Are You Tasting the Pith? - 7th November 04
So, after promising weeks ago that I was going to mention Saku Porter in the next installment, finally I get round to it. But lets save the best till last shall we?
First of all, Saku Originaal (4.6% abv) seems to have attracted a bit of a stinking review on the legendary Oxford Bottled Beer Database, so for what it's worth, I think that the review is totally wrong and Originaal is a pretty good lager. It's a little sweet and grainy for my taste, but that doesn't mean that it isn't any good. Sure, it's a fairly commercial lager, appealing to a mass audience (although far from the lowest common denominator), but it can still do that and be a good example of what it is meant to be. And it is. So there.

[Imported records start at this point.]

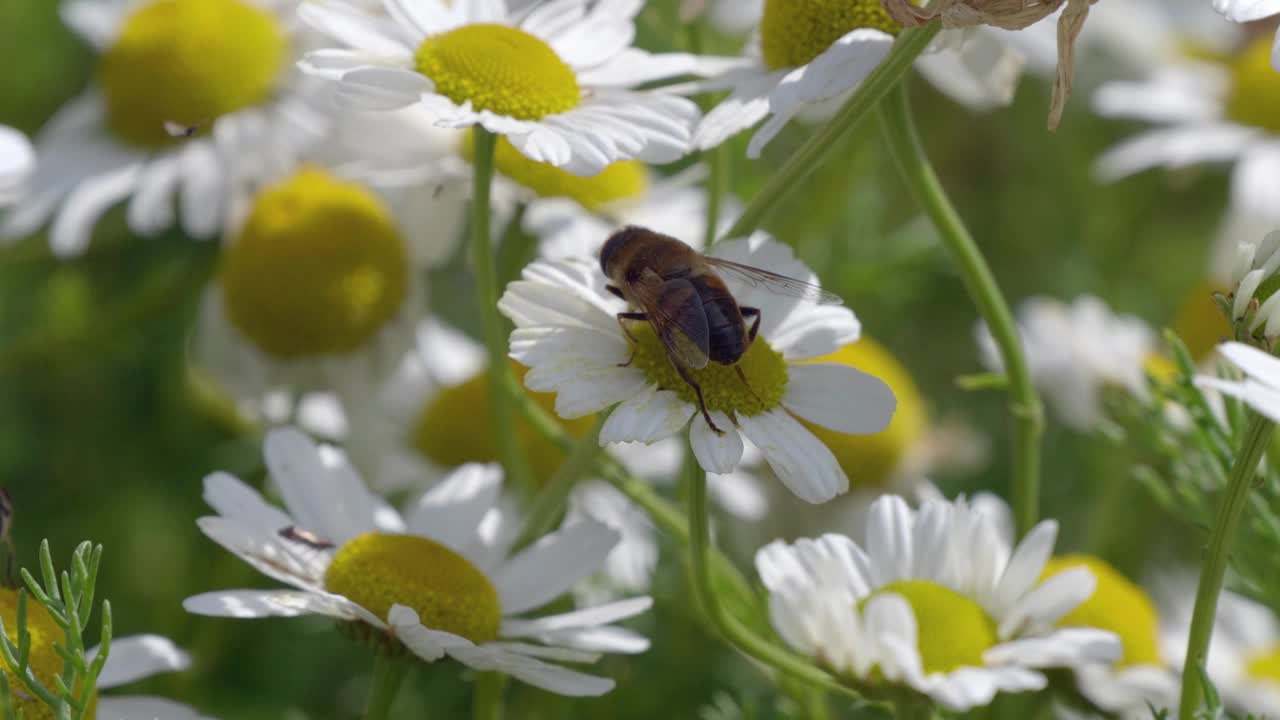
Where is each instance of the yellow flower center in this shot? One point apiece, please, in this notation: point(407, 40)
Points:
point(190, 62)
point(45, 661)
point(794, 32)
point(764, 368)
point(1116, 605)
point(318, 268)
point(951, 629)
point(871, 460)
point(444, 436)
point(617, 181)
point(448, 592)
point(501, 69)
point(1255, 99)
point(1265, 665)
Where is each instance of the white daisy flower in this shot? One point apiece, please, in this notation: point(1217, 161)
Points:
point(195, 99)
point(17, 164)
point(440, 579)
point(814, 54)
point(1260, 388)
point(552, 80)
point(321, 279)
point(1243, 655)
point(935, 600)
point(1075, 352)
point(131, 659)
point(568, 335)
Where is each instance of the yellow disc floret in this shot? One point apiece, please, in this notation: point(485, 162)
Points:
point(764, 368)
point(501, 69)
point(187, 63)
point(871, 460)
point(617, 181)
point(378, 570)
point(444, 436)
point(318, 269)
point(45, 661)
point(794, 32)
point(1255, 99)
point(1118, 605)
point(951, 629)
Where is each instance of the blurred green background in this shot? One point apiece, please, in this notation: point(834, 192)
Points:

Movin' on up to the next alcohol level, Saku Hard Rock (7.5% abv, which I am drinking as I write, so excuse me if I make little sense by the end of this installment) is, at first taste, not much different to the Originaal - smooth, grainy (sweetcorny, in fact) and slightly sweet. However, it has a bit more body to it (although it carries its weight well), with a little more toffeeish malt flavour and a bit of bitter citrus orange in the sweetish, slightly vegetal finish- not much, but it's certainly there, just hinting at the higher abv, as does the slight warming effect you get after 1/3 of a bottle. But still, you could get very drunk on this without realising how strong it was.

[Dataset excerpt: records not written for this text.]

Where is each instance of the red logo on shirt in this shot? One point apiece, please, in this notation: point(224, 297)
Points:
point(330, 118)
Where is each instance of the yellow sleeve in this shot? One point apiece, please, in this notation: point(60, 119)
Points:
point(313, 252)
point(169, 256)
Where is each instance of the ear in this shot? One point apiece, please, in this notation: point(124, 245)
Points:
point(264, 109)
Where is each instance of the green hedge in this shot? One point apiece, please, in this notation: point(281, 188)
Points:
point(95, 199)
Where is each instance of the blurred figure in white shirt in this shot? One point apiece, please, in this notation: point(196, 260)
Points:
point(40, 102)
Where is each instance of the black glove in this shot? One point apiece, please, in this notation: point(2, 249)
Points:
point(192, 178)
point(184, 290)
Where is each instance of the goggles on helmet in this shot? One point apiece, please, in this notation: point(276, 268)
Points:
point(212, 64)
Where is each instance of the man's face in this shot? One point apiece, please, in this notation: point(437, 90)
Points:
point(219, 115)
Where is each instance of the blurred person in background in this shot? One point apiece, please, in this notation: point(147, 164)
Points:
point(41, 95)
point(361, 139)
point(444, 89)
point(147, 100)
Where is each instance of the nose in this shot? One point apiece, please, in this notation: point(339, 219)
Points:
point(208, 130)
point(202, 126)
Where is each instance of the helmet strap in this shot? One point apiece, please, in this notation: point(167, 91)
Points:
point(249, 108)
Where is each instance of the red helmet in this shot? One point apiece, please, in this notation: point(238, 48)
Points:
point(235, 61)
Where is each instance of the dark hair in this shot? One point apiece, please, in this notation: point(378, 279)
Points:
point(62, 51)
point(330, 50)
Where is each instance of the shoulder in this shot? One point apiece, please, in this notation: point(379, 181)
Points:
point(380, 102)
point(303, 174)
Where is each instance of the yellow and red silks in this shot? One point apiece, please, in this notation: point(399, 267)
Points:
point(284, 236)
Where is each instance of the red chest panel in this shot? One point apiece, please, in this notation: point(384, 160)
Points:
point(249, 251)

Staying with the medium-to-high abv, but darkening dramatically like a storm front sweeping in from the east, Saku Tume (6.7% abv) falls somewhere between a porter and a black lager. Its body is light and fairly clean, but there is a noticeable whiff of caramel on the nose of this one. Swilling past the teeth and round the gums, there's a little caramelly sweetness, and then a good dollop of roast malt (milky coffee) before a fairly well structured finish.

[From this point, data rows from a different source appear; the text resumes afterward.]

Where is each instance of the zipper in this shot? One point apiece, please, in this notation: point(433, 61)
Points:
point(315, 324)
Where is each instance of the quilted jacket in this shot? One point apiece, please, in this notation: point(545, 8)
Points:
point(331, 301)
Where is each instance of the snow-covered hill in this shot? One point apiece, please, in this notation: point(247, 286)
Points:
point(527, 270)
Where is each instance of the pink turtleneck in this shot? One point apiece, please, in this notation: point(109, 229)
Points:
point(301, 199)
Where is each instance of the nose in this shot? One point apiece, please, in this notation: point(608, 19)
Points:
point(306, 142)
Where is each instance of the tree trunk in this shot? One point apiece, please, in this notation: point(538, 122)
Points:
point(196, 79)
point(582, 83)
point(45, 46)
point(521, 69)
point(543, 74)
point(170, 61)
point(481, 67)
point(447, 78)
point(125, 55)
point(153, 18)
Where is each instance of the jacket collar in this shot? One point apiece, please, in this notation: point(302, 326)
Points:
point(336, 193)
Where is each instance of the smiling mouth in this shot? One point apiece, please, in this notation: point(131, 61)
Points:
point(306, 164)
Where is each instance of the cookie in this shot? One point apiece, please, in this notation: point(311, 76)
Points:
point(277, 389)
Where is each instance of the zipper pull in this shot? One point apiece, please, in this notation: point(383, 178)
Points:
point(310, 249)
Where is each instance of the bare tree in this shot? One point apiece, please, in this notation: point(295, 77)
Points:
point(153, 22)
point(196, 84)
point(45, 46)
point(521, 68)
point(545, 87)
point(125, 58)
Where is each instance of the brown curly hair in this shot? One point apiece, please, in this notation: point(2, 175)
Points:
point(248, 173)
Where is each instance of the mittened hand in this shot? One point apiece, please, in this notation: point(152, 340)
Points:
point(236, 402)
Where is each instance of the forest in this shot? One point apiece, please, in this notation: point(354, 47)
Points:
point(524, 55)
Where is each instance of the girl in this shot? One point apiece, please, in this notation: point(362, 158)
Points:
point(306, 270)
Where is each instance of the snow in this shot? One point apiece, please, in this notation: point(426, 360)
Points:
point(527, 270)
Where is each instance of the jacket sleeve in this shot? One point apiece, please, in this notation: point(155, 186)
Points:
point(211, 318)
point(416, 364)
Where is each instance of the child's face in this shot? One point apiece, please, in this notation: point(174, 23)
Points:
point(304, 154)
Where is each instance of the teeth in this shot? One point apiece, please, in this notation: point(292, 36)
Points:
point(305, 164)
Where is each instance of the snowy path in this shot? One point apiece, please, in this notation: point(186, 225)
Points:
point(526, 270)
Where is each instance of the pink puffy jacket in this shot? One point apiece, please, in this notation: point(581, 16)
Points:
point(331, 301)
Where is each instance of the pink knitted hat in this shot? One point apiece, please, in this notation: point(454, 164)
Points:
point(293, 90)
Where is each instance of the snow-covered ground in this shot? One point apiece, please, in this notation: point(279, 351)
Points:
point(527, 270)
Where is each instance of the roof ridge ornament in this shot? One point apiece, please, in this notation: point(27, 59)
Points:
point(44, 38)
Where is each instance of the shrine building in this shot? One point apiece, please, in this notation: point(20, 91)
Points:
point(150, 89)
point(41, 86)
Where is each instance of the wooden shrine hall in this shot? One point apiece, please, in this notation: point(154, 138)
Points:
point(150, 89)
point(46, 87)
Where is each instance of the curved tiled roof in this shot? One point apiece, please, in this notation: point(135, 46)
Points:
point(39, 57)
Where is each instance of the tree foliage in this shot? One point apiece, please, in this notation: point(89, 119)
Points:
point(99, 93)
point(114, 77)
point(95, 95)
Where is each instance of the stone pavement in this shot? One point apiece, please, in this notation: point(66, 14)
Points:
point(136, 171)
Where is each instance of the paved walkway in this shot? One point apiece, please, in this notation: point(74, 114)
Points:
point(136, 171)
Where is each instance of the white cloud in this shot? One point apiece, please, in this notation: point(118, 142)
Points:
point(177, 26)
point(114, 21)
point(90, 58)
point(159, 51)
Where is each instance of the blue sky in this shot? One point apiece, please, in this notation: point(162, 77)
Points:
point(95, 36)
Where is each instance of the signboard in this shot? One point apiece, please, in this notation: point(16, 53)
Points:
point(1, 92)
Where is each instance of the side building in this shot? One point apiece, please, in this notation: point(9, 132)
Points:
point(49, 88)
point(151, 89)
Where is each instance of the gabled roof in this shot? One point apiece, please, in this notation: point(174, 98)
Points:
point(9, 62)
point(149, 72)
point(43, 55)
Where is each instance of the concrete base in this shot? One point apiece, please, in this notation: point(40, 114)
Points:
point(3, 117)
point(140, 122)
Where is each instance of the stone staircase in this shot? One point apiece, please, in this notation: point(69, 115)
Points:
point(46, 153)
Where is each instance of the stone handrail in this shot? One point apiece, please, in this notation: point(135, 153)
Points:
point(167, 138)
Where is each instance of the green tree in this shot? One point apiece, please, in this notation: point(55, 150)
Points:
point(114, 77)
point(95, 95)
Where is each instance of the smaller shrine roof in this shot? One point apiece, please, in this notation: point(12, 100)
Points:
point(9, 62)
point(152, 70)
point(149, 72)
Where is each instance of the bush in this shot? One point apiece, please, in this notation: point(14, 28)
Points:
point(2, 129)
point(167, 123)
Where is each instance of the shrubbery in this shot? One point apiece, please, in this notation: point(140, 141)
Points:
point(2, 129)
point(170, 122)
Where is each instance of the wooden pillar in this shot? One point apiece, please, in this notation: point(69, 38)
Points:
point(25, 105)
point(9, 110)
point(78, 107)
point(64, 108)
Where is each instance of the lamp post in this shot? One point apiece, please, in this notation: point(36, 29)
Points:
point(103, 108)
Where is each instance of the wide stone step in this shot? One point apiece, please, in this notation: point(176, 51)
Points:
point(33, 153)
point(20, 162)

Now we get to the good stuff. Saku Porter (7% abv) has won quite a few medals and gongs in various competitions, so one would expect it to be better than average, and indeed it is. The bottle that I sampled (brought back from Estonia by a friend, thank you Justin) had a cheery little Santa Claus on it, reinforcing the whole winter/dark beer interface, and rightly so. This is beer that you could imagine drinking whilst stood outside, wrapped up in a nice warm parka, tending the whole deer you are spit roasting over a spruce log fire (should your imagination and prose be as florid as mine). The soft roast malt notes (coffee, cocoa and chocolate) pervade the aroma and palate, and last well into the fairly long smoky, earthy finish. Full-flavoured enough to be enjoyable and satisfying, but complex and delicate enough to be moreish. Two thumbs up.